A Stanford education professor talks about the birth and growth of American colleges—and why football is king.

How did the American system of higher education come to be? David Labaree, the Lee L. Jacks Professor of Education at the Stanford Graduate School of Education and author of A Perfect Mess: The Unlikely Ascendancy of American Higher Education, joined GSE Dean Dan Schwartz and Senior Lecturer Denise Pope on School’s In to discuss how we ended up with the “messy” college system we have today.

Listen to the full episode at the link below and find more episodes at Stanford Radio. School’s In airs weekends on SiriusXM Insight channel 121.

Interview highlights

A system without a plan

It’s a very strange system in that it is a system without a plan. Nobody designed it. It's fiendishly complex. Nobody could have designed something as complex as this.

It’s not like a political system, where everything operates according to some constitution that people set up. It's a system more like the solar system, which evolved over time.

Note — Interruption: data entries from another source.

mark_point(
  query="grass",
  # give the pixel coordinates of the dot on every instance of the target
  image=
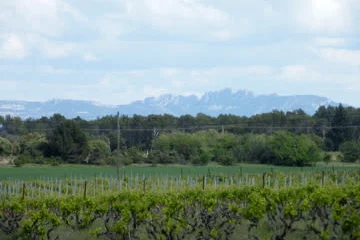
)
(28, 172)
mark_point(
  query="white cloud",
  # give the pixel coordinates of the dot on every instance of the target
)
(90, 57)
(329, 42)
(324, 15)
(345, 56)
(181, 17)
(12, 47)
(298, 73)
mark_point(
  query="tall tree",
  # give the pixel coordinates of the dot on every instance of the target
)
(69, 142)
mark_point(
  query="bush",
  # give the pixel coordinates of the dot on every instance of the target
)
(292, 150)
(350, 151)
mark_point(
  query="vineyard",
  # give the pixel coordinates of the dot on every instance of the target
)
(274, 205)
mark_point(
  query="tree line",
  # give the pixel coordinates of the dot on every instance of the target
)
(282, 138)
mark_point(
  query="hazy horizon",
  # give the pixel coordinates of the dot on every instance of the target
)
(116, 52)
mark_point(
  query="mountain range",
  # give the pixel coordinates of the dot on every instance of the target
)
(226, 101)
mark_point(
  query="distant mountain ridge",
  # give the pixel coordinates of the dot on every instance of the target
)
(243, 103)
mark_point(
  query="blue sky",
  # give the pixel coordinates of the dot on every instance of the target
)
(118, 51)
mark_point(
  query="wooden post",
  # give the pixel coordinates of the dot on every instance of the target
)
(85, 186)
(204, 183)
(144, 185)
(23, 193)
(264, 175)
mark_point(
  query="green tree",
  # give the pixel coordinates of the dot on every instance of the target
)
(350, 151)
(292, 150)
(69, 142)
(339, 131)
(5, 147)
(98, 151)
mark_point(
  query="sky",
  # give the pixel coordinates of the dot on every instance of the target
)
(119, 51)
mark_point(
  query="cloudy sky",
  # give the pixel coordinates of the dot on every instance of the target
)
(117, 51)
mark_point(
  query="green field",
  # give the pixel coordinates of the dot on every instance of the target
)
(29, 172)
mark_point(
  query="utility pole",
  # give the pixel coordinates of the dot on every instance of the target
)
(118, 148)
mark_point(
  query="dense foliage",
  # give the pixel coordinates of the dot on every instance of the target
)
(291, 138)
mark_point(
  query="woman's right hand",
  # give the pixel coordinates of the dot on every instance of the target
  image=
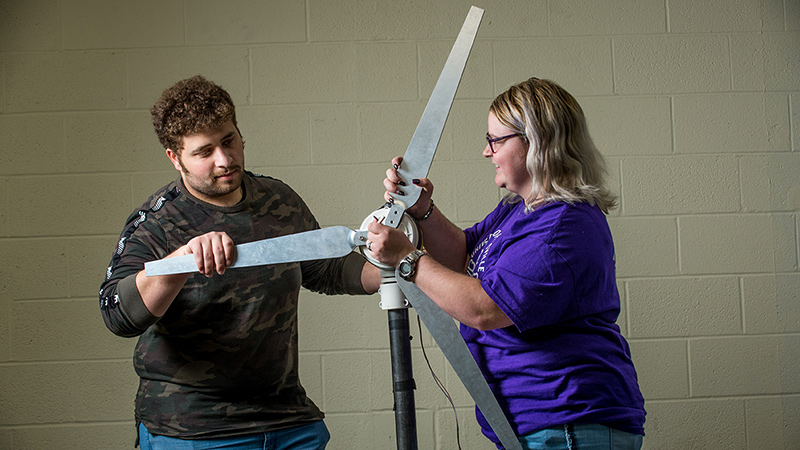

It has rules, it has structure, but unless you're a strong believer in intelligent design, it didn't have a prime mover—it just kind of evolved.

Colleges as golf course communities

Have you ever noticed American colleges are scattered around the countryside? They deliberately were not set up in major urban centers. One reason—not a very enlightened one—is that colleges were a primary mechanism for promoting land development. A way to sell your land was to set up a college in your place that you called a town, and you could claim that the land all around it was worth more than the town next door that didn't have a college. “We have a cultural center. They're just a dusty agricultural village.”

College communities were kind of like the golf course communities of today. If you had a lot of land, you might donate some right in the middle, set up a college, and then sell all the land around it at a premium.

A “collection of enterprises”

Look at the way a university works. The president's in charge, but, in some ways, every faculty member is an entrepreneur out there seeking research funding, pursuing a career, generating research projects, attracting students. It's like a whole collection of enterprises, and that's turned out to be a very powerful way of setting up an institution that's able to figure out answers to problems that people haven't come up with yet.

If you had planned it, you'd say, "We have a five-year plan. We need somebody to develop ideas about what we think is the coming thing." But what universities have been doing is generating huge amounts of capacity, and then later on finding something useful to apply it to. It turns out that's a really productive way of doing things.